Para 1698 se contabilizaban en la Ciudad de México 29 conventos de frailes y 22 de monjas, dedicados a la beneficencia y a la enseñanza. Dentro de los edificios más representativos de este periodo destaca el Convento de San Jerónimo, donde profesó y vivió durante 27 años Sor Juana Inés de la Cruz. Cabe señalar que la orden de las monjas jerónimas deviene de la orden de San Agustín, misma que aunque llegó a México en 1533, fue hasta 1585 que contó con un convento, gracias a doña Isabel de Guevara, que unió las casas de su madre doña Isabel de Barrios con la de don Alonso Ortiz. El nombre original fue Convento de Nuestra Señora de la Expectación, de la Orden de Nuestro Padre San Jerónimo de la Ciudad de México.

La arquitectura es de estilo barroco herreriano; la iglesia se diseñó sobre una planta de cruz, originalmente poseía una torre con campanario, una cúpula semiesférica y dos coros. Por su parte, el claustro contaba con seis patios: Patio del Gran Claustro, Patio de los gatos, Patio de los confesionarios, Patio de las Novicias, Patio de la fundación y Patio de los cipreses; fuentes, celdas, sala de estar, cocina y anexo un colegio para niñas.

El ingreso de las novicias al convento era autorizado directamente por el obispo, estas debían ser españolas o criollas y pagar una dote de 3 mil pesos en oro para ser aceptadas. Las monjas podían tener en su celda: cama, colchón, almohada, utensilios diversos como libros o imágenes; Sor Juana tenía una celda de dos pisos, donde pudo conjuntar una biblioteca de aproximadamente 4 mil volúmenes; entre libros de teología, poesía, filosofía, música, muchos de los cuales le fueron regalados; así como instrumentos musicales y científicos.

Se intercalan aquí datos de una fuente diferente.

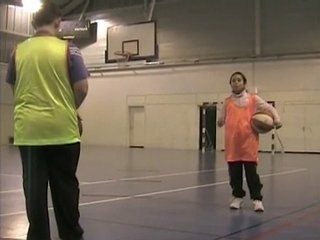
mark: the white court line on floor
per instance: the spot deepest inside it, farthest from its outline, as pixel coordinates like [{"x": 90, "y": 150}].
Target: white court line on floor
[
  {"x": 164, "y": 192},
  {"x": 154, "y": 176},
  {"x": 130, "y": 179}
]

En 1695 en la Ciudad de México hubo una epidemia de tifus; en el claustro murieron muchas religiosas; Sor Juana que ayudó a cuidarlas, murió el 17 de abril a los 43 años de edad. Se sabe que encargó a su amigo el padre José de Lombeyda la venta de sus libros y la entrega del dinero obtenido al arzobispo Francisco de Aguiar, como ayuda a los pobres. Fue enterrada en el Claustro, en su lápida se escribió: "En este recinto que es el coro bajo y entierro de las monjas de San Jerónimo fue sepultada Sor Juana Inés de la Cruz el 17 de abril de 1695", la oración fúnebre la dijo su amigo Carlos de Sigüenza y Góngora.

Para 1867, debido a las leyes de desamortización el Claustro fue otorgado al gobierno que lo utilizó como cuartel, caballería y hospital. Con el paso del tiempo sufrió afectaciones debido a temblores e inundaciones. A finales del siglo XIX se le otorgó en pago al arquitecto Antonio Rivas Mercado, quien lo cedió a sus hijas Alicia y Antonieta; esta última construyó en el inmueble el teatro "Ulises" y el salón de baile nocturno "El Pirata", que devino en el "Symirna Dancing Club". Después se utilizó cómo vecindad, estacionamiento y locales comerciales. En 1971 fue expropiado, y en 1979 declarado oficialmente Patrimonio de la Nación y posteriormente Patrimonio de la Humanidad por la Unesco. Finalmente, tras una de una agitada historia, el convento está dedicado a la cultura y la enseñanza, albergando a la Universidad del Claustro de Sor Juana.